The role of other cristae shaping proteins such as various isoforms of OPA1, arising from splicing and cleavage by specific proteases; MICOS subunits and prohibitins i salso studied. Cristae investigations include classic transmission electron microscopy (TEM) and 3 dimensional microscopies such as FIB/SEM (focused-ion beam/scanning electron microscopy) and 3D dSTORM (direct stochastic optical reconstruction microscopy) which will be complemented by 2D superresolution STED microscopy.

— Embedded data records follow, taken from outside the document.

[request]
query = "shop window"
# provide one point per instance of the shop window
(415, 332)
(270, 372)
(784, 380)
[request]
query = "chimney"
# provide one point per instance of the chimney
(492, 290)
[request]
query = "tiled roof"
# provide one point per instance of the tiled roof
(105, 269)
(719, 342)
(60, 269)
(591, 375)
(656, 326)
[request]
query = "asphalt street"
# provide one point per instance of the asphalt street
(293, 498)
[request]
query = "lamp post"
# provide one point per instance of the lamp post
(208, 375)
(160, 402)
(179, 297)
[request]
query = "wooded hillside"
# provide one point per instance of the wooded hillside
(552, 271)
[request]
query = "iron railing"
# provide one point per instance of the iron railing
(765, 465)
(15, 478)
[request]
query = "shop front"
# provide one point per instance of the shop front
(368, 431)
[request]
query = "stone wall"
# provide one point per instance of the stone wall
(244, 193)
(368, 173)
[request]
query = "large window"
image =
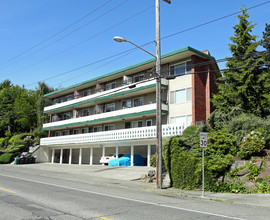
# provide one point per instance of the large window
(181, 96)
(126, 104)
(109, 107)
(137, 102)
(184, 120)
(110, 86)
(109, 127)
(138, 78)
(180, 69)
(85, 112)
(97, 129)
(136, 124)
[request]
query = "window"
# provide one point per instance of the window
(86, 92)
(127, 125)
(76, 131)
(126, 104)
(97, 129)
(181, 96)
(137, 124)
(85, 112)
(109, 107)
(68, 98)
(149, 122)
(84, 130)
(185, 120)
(109, 127)
(138, 102)
(110, 86)
(138, 78)
(67, 116)
(180, 69)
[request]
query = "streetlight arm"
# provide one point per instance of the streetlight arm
(142, 49)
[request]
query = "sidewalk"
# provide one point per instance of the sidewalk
(129, 177)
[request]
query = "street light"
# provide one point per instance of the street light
(158, 90)
(158, 111)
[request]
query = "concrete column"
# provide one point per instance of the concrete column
(70, 156)
(132, 155)
(53, 155)
(117, 151)
(61, 156)
(148, 154)
(80, 157)
(91, 156)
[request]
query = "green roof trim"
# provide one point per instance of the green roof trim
(133, 66)
(105, 119)
(105, 97)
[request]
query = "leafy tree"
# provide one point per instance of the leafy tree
(242, 86)
(265, 69)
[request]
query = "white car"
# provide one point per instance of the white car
(107, 159)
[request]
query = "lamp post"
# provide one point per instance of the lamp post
(158, 91)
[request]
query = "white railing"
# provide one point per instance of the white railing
(109, 115)
(123, 134)
(104, 93)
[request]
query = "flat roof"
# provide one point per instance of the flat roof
(185, 51)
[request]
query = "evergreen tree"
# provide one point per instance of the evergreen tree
(266, 69)
(241, 86)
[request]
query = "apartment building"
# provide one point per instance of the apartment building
(116, 112)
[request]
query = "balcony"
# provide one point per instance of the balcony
(100, 96)
(116, 135)
(106, 117)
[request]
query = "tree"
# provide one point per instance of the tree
(241, 86)
(265, 69)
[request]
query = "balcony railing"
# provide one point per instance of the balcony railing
(98, 94)
(115, 135)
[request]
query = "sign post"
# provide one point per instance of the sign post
(203, 144)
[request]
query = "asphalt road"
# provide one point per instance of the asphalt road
(54, 195)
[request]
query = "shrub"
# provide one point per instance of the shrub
(252, 144)
(6, 158)
(153, 160)
(221, 143)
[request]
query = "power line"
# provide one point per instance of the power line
(162, 38)
(84, 41)
(57, 33)
(77, 29)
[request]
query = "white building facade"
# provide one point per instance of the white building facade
(116, 112)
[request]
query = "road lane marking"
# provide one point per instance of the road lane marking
(128, 199)
(7, 190)
(104, 218)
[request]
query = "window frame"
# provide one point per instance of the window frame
(187, 64)
(110, 86)
(138, 99)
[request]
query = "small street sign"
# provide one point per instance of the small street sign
(203, 139)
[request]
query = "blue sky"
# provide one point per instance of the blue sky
(27, 23)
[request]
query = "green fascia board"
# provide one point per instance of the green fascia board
(105, 97)
(105, 119)
(134, 66)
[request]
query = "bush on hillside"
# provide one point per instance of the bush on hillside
(6, 158)
(252, 144)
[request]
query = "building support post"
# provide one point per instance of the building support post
(70, 156)
(61, 156)
(148, 154)
(117, 151)
(80, 157)
(91, 156)
(53, 155)
(132, 155)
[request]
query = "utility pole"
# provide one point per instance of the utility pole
(158, 98)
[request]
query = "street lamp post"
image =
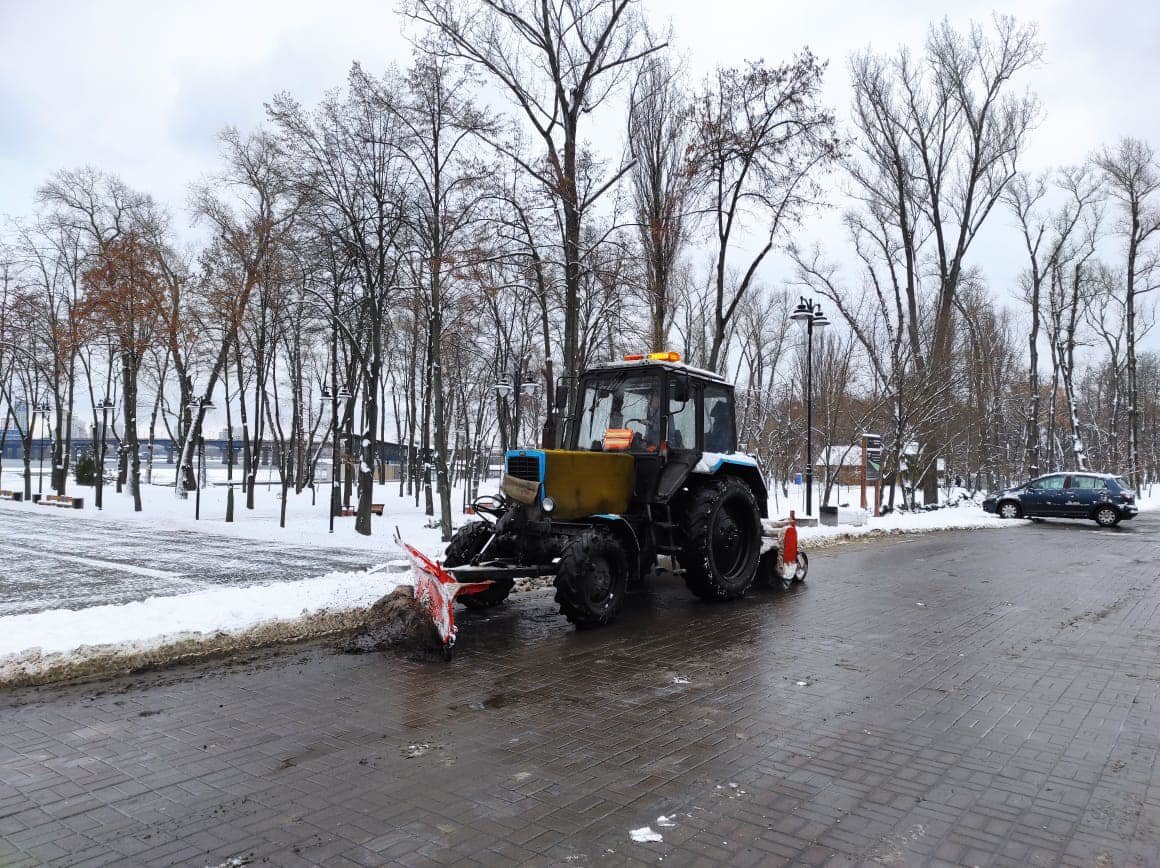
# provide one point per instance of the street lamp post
(198, 405)
(810, 315)
(340, 395)
(42, 410)
(106, 405)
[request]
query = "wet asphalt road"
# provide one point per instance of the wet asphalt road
(973, 697)
(48, 562)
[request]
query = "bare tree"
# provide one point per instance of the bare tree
(936, 147)
(1133, 180)
(557, 63)
(661, 183)
(760, 138)
(1048, 239)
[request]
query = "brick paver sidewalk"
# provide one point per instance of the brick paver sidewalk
(974, 697)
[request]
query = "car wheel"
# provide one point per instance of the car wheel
(1009, 510)
(1107, 516)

In 2023 we have completed our previous series of papers concerning nucleoids of mitochondrial DNA and using 3D dSTORM, demonstrating the existence of more than one mtDNA molecule per nucleoid at least in certain nucleoid fraction (Pavluch et al, SciRep 2023 ;13(1): 5788). We will attempt to develop electron microscopies to visualize mtDNA nucleoids.
These projects are supported by grants 24-10325S, 23-05798S and 22-02203S of the Czech Science Foundation (GAČR).